Second-Class Citizens

A review of X-Men: Days of Future Past

It’s almost quaint now to envision a time when superhero films weren’t financially viable. Throughout the 1970s to the 1990s, the major comic houses (Marvel and DC) kept afloat primarily through the strength of their print serials and limited commercial tie-ins. Adapting these stories to celluloid had only yielded eye-gougingly awful results. Google the Fantastic Four film from 1994 to meet the true face of direct-to-video.

This dearth of credibility finally ended when the acclaimed Bryan Singer (Usual Suspects, Apt Pupil) picked up the reigns to helm a mysterious adaptation of Marvel’s most recognizable entity other than Spider-ManX-Men.

Beginning its run as X-Men #1 in 1963, the monthly publication chronicled a team of allied mutants, called “X-Men” due to their possession of the extra X-gene which grants them extraordinary and varied powers. The X-Men were formed under the tutelage of the vastly powerful telepath, Charles “Professor X” Xavier, to ally and assist humans who feared and hated the burgeoning mutant phenomenon.

Singer’s film was a resounding commercial and critical success that instantly green-lit pre-production on anything that had ever even resembled a comic. And why wouldn’t studio executives flock to this? Everything is already storyboarded.

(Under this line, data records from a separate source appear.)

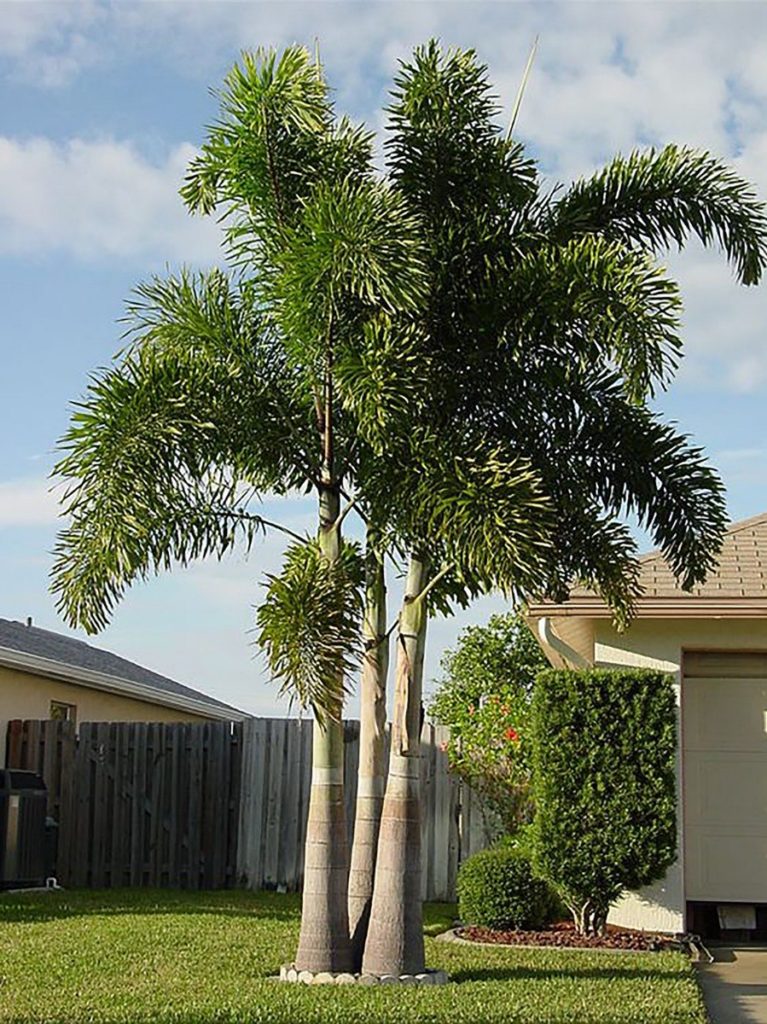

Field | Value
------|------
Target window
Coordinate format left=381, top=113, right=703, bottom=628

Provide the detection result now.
left=48, top=700, right=77, bottom=722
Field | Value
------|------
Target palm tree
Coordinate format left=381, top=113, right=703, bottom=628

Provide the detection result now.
left=53, top=47, right=423, bottom=971
left=364, top=43, right=767, bottom=974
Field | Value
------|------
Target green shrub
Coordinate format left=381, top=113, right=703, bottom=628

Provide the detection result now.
left=458, top=844, right=559, bottom=931
left=532, top=669, right=677, bottom=933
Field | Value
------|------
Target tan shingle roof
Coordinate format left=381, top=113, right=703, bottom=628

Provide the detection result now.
left=529, top=512, right=767, bottom=617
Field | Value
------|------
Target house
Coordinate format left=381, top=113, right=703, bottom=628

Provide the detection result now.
left=0, top=618, right=247, bottom=763
left=528, top=513, right=767, bottom=932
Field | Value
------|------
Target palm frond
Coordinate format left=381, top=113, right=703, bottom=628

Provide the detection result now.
left=256, top=542, right=365, bottom=721
left=543, top=145, right=767, bottom=285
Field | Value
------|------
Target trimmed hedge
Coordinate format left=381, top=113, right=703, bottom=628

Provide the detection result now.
left=532, top=669, right=677, bottom=933
left=458, top=845, right=559, bottom=931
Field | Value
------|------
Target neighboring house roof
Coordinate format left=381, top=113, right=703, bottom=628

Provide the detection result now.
left=0, top=618, right=247, bottom=720
left=528, top=512, right=767, bottom=618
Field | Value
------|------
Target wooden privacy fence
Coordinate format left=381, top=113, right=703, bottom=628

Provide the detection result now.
left=6, top=719, right=488, bottom=899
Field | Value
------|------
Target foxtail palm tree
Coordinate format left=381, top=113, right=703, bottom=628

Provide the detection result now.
left=53, top=47, right=423, bottom=971
left=364, top=43, right=767, bottom=974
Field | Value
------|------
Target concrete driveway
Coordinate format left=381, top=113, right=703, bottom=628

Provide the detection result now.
left=697, top=946, right=767, bottom=1024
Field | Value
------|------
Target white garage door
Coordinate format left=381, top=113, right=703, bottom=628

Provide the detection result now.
left=682, top=652, right=767, bottom=903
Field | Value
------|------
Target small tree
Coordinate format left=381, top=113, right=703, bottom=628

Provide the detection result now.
left=429, top=612, right=547, bottom=834
left=532, top=669, right=677, bottom=935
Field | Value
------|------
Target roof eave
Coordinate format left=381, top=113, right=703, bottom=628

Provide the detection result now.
left=0, top=647, right=248, bottom=722
left=527, top=594, right=767, bottom=618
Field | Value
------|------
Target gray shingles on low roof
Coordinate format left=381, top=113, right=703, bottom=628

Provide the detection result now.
left=0, top=618, right=242, bottom=715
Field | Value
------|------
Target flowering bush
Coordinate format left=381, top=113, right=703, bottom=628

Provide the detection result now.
left=429, top=614, right=547, bottom=833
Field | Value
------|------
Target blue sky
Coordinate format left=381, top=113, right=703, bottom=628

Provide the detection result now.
left=0, top=0, right=767, bottom=714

As the franchise eventually fell out of Singer’s hands, the quality naturally diminished. The 2011 Matthew Vaughn vehicle X-Men: First Class may have been aiming for the charm of vintage Bond but the execution was pure Austin Powers — though Vaughn’s prequel did recruit a well-chosen ensemble of very appealing up-and-comers as the younger incarnations of the main roster.

X-Men: Days of Future Past — Singer’s very welcome return to the franchise — sees the last bastion of mutants desperate to survive against the genocide that the barbarous humans have inflicted upon them, chiefly with the aid of the chilling and indestructible government-funded bio-mechanical Sentinels.

James McAvoy and Michael Fassbender as the young Charles Xavier ("Professor X") and Erik Lehnsherr ("Magneto")
James McAvoy and Michael Fassbender as the young Charles Xavier (“Professor X”) and Erik Lehnsherr (“Magneto”)
Xavier (Patrick Stewart) and Magneto (Ian McKellen) send the ageless Wolverine (still Hugh Jackman) back in time to convince their apathetic younger selves (James McAvoy and Michael Fassbender) to prevent an assassination that would kickstart the current/future holocaust.

The elegant and mercurial Fassbender has electric chemistry with the damaged McAvoy. Their relationship now feels authentic and banishes memories of the seemingly endless hugging and crying the first time around.

Jennifer Lawrence’s returning presence cements a greatly expanded role for her character: the dangerous, shape-shifting Mystique.

Jennifer Lawrence as the dangerous and shape-shifting mutant Mystique
Jennifer Lawrence as the dangerous and shape-shifting mutant Mystique

This is certainly not a detriment. No matter how contrived her stunt queen red carpet antics may be, Lawrence has the intense versatility to you make you forget you’re watching one of the most photographed faces in the world.

The remarkable special effects have long been de rigueur but rarely are they presented with such riveting creativity. The positively nail-biting climax involves some of the most outlandish and spectacular computer generated imagery ever attempted.

It’s certainly an anomaly to have a genre film try and give you something you haven’t seen before.

Joss Whedon’s bombastic The Avengers may have been a more “fun” spectacle but, despite the odd moment of supposedly necessary comic relief, X-Men has never been about fun.

Hugh Jackman as Wolverine
Hugh Jackman as Wolverine
The execution of X-Men: Days of Future Past finally embraces the more disturbing aspects. Leave it to a superhero film to truly make wartime violence feel as senseless and disgusting as it really is.

But then Stan Lee’s X-Men comics have never received the praise for their progressive aspects that they truly deserve. The premise and subsequent adventures have always aggressively addressed social justice — specifically homosexuality.

In 1993, the series ran a storyline describing the Legacy Virus: an at-first lethal syndrome that initially only appeared in mutants but than affected “average” humans as well. Sound familiar?

As the adage goes, great science fiction is not about the future: it reacts exactly to when it was written. In the film’s narrative, the appalling persecution of minorities — and those who would harbour them — is truly nightmarish: Mengele-like experiments, labour camps, mass graves.

We may now only witness such horrors in historical documents and darker pieces of “fantasy” but, as this excellent film frankly reminds us, these are conditions that many, many people still must face as reality. And that is unacceptable.